CAETÉS_ A culpa é sua!

 

Tessitura_Lili Lucca


Para esse diálogo de tessitura trago ideias de perguntas para processos criativos: É possível transformar a história através da arte?  Porque recontar ou como contar uma história através do tempo? A minha narrativa de cena percorre quais caminhos discursivos? O que estou pronunciando na minha criação de cena?

Interior, relativo a parte de dentro, interno. Interno, que fica do lado de dentro.  Assisti em meados de setembro o espetáculo Caetés, com artistas que estão escrevendo a cena do interior do nosso estado, na busca de uma estética realista, o discurso da cena é literal e representativo, assim a Humana Cena conta sua versão no espetáculo Caetés.

A cidade de Palmeira dos Índios tem aproximadamente 73 mil habitantes, segundo o IBGE. Quantos desses habitantes foram ao teatro em 2022? Quantos de nós, mais de 3 milhões de moradores de Alagoas, assistimos a espetáculos de teatro esse ano? Eu conto em minhas caminhadas esse ano, mais de 10 espetáculos vistos, são poucos para quem trabalha na cena. Recentemente em uma rede social do Twitter uma postagem da intitulada @soldefato que dizia assim. “Você sabia que de 6 em cada 10 brasileiros nunca foram ao teatro?” Nessa postagem em sua rede social ela trazia desdobramentos sobre questões cruciais para nossa classe artística e para a população brasileira, como acesso ao teatro, falta de investimento e a desigualdade social que atinge o setor cultural.

Qual o acesso que a população alagoana tem ao teatro?

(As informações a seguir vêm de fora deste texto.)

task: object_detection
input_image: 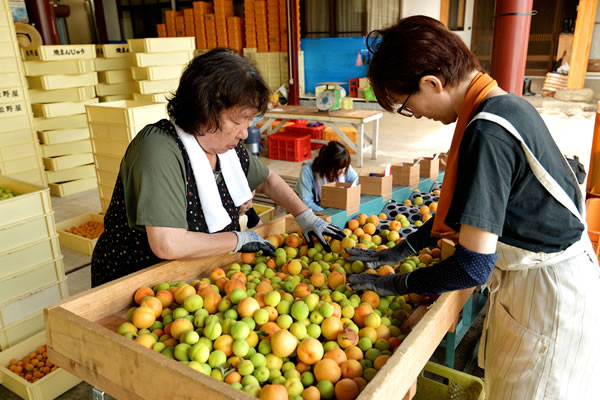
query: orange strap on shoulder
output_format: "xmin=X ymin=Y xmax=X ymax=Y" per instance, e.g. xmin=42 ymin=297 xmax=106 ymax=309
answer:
xmin=432 ymin=72 xmax=498 ymax=237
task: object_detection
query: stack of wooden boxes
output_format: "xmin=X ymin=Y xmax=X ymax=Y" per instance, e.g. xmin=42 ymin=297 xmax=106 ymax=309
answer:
xmin=0 ymin=176 xmax=68 ymax=350
xmin=86 ymin=101 xmax=167 ymax=213
xmin=95 ymin=44 xmax=135 ymax=102
xmin=0 ymin=0 xmax=47 ymax=186
xmin=128 ymin=37 xmax=196 ymax=102
xmin=23 ymin=45 xmax=98 ymax=197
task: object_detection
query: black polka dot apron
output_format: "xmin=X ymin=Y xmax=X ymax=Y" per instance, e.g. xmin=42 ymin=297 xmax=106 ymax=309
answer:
xmin=92 ymin=120 xmax=250 ymax=287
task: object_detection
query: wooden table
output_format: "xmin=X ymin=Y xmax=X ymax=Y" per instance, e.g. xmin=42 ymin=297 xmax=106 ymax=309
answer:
xmin=44 ymin=216 xmax=472 ymax=400
xmin=260 ymin=106 xmax=383 ymax=168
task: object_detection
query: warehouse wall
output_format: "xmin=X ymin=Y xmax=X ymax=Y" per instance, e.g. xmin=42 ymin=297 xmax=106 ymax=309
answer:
xmin=400 ymin=0 xmax=441 ymax=19
xmin=301 ymin=37 xmax=368 ymax=93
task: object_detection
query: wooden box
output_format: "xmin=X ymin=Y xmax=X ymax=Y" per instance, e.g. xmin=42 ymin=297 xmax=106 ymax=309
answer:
xmin=0 ymin=332 xmax=81 ymax=400
xmin=45 ymin=216 xmax=472 ymax=400
xmin=392 ymin=163 xmax=420 ymax=189
xmin=48 ymin=177 xmax=97 ymax=197
xmin=56 ymin=213 xmax=104 ymax=256
xmin=21 ymin=44 xmax=96 ymax=61
xmin=358 ymin=174 xmax=393 ymax=200
xmin=419 ymin=154 xmax=440 ymax=181
xmin=321 ymin=182 xmax=361 ymax=215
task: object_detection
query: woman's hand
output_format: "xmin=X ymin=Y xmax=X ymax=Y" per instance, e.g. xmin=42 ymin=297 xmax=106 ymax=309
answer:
xmin=240 ymin=190 xmax=256 ymax=215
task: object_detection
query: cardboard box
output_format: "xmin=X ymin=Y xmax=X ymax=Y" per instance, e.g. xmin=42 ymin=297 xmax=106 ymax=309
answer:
xmin=392 ymin=163 xmax=421 ymax=189
xmin=321 ymin=182 xmax=361 ymax=215
xmin=358 ymin=174 xmax=393 ymax=200
xmin=420 ymin=154 xmax=440 ymax=181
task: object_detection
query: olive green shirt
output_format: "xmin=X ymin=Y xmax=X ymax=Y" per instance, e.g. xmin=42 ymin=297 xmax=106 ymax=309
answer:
xmin=120 ymin=125 xmax=269 ymax=230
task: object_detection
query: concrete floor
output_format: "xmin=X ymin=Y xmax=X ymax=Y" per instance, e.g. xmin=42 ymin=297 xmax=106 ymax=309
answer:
xmin=0 ymin=96 xmax=595 ymax=400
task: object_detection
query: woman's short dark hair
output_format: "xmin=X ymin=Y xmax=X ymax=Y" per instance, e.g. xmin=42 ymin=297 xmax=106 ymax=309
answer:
xmin=312 ymin=142 xmax=350 ymax=182
xmin=167 ymin=49 xmax=271 ymax=135
xmin=367 ymin=15 xmax=481 ymax=111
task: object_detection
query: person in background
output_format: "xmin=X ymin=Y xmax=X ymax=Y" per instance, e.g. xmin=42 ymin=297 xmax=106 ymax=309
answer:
xmin=347 ymin=16 xmax=600 ymax=400
xmin=92 ymin=49 xmax=344 ymax=286
xmin=296 ymin=142 xmax=358 ymax=211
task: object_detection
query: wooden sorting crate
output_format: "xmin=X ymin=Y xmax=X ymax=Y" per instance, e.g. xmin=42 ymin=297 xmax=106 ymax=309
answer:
xmin=0 ymin=234 xmax=62 ymax=278
xmin=31 ymin=97 xmax=98 ymax=118
xmin=33 ymin=114 xmax=87 ymax=131
xmin=0 ymin=154 xmax=38 ymax=175
xmin=98 ymin=69 xmax=133 ymax=84
xmin=40 ymin=139 xmax=92 ymax=157
xmin=96 ymin=169 xmax=119 ymax=187
xmin=98 ymin=183 xmax=115 ymax=200
xmin=94 ymin=154 xmax=122 ymax=173
xmin=56 ymin=213 xmax=104 ymax=256
xmin=99 ymin=93 xmax=133 ymax=103
xmin=0 ymin=311 xmax=44 ymax=350
xmin=46 ymin=164 xmax=96 ymax=183
xmin=133 ymin=92 xmax=173 ymax=103
xmin=0 ymin=332 xmax=81 ymax=400
xmin=42 ymin=153 xmax=94 ymax=171
xmin=0 ymin=257 xmax=65 ymax=304
xmin=0 ymin=212 xmax=56 ymax=253
xmin=48 ymin=177 xmax=98 ymax=197
xmin=45 ymin=216 xmax=472 ymax=400
xmin=29 ymin=86 xmax=96 ymax=104
xmin=131 ymin=64 xmax=187 ymax=81
xmin=0 ymin=279 xmax=69 ymax=328
xmin=23 ymin=60 xmax=94 ymax=76
xmin=22 ymin=44 xmax=96 ymax=61
xmin=11 ymin=169 xmax=48 ymax=186
xmin=0 ymin=176 xmax=52 ymax=228
xmin=0 ymin=115 xmax=32 ymax=133
xmin=0 ymin=140 xmax=37 ymax=160
xmin=135 ymin=79 xmax=179 ymax=94
xmin=127 ymin=37 xmax=196 ymax=53
xmin=96 ymin=43 xmax=131 ymax=58
xmin=0 ymin=86 xmax=26 ymax=104
xmin=27 ymin=72 xmax=98 ymax=90
xmin=86 ymin=100 xmax=167 ymax=126
xmin=38 ymin=128 xmax=90 ymax=144
xmin=96 ymin=81 xmax=135 ymax=96
xmin=133 ymin=51 xmax=194 ymax=67
xmin=92 ymin=138 xmax=129 ymax=158
xmin=94 ymin=56 xmax=133 ymax=71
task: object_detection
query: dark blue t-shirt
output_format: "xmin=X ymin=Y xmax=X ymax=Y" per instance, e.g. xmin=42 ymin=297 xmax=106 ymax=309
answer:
xmin=445 ymin=94 xmax=584 ymax=253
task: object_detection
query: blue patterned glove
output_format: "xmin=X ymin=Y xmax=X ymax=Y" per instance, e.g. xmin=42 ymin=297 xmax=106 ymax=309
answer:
xmin=233 ymin=231 xmax=275 ymax=257
xmin=296 ymin=208 xmax=346 ymax=253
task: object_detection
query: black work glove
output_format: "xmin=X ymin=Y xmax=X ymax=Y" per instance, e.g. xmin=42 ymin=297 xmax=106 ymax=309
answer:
xmin=233 ymin=231 xmax=275 ymax=257
xmin=296 ymin=208 xmax=346 ymax=253
xmin=348 ymin=273 xmax=408 ymax=296
xmin=346 ymin=217 xmax=437 ymax=268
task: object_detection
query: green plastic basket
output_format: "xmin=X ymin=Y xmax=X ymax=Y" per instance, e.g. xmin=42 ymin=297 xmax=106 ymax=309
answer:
xmin=413 ymin=362 xmax=485 ymax=400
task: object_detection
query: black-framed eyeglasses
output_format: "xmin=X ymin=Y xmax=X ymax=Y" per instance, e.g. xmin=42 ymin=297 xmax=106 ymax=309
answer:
xmin=396 ymin=92 xmax=415 ymax=117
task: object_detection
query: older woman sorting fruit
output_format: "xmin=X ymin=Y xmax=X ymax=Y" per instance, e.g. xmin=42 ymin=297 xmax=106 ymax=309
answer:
xmin=348 ymin=16 xmax=600 ymax=400
xmin=92 ymin=49 xmax=343 ymax=286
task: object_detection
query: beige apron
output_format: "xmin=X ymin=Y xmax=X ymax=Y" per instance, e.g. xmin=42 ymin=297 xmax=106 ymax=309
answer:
xmin=471 ymin=112 xmax=600 ymax=400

Eu, como estou professora da rede pública estadual, em diálogos em sala de aula digo que essa porcentagem cairia bem mais, porém são diversas as realidades. A conversa aqui é sobre pensarmos o teatro e como seu modo de criação artística, agrega, transforma e impulsiona muito do que somos. Muitos, são os espaços que um espetáculo de teatro e os artistas que o fazem ocupam. Ocupam e com isso tem a responsabilidade de como artistas modificar e construir uma outra possibilidade de ver o mundo, para os olhos que o alcancem.

Compreender cada cena como um recorte histórico, estético de nossos artistas, olhar para essa cena de maneira afetuosa e crítica é um trabalho constante aqueles do ofício teatral. Olhar nossa literatura, investigar seus desdobramentos em Palmeira dos Índios, de 2022 é um trabalho importante tanto de forma pedagógica/histórica e artística. Como investigar nossas memórias sociais e estruturais a partir da literatura local?  Há também de se perguntar, como contar essa história hoje? O que os olhares que nos alcançam irão ver em cena? O público é livre, mas ele está presente sobre a escolha de nossas narrativas de cena.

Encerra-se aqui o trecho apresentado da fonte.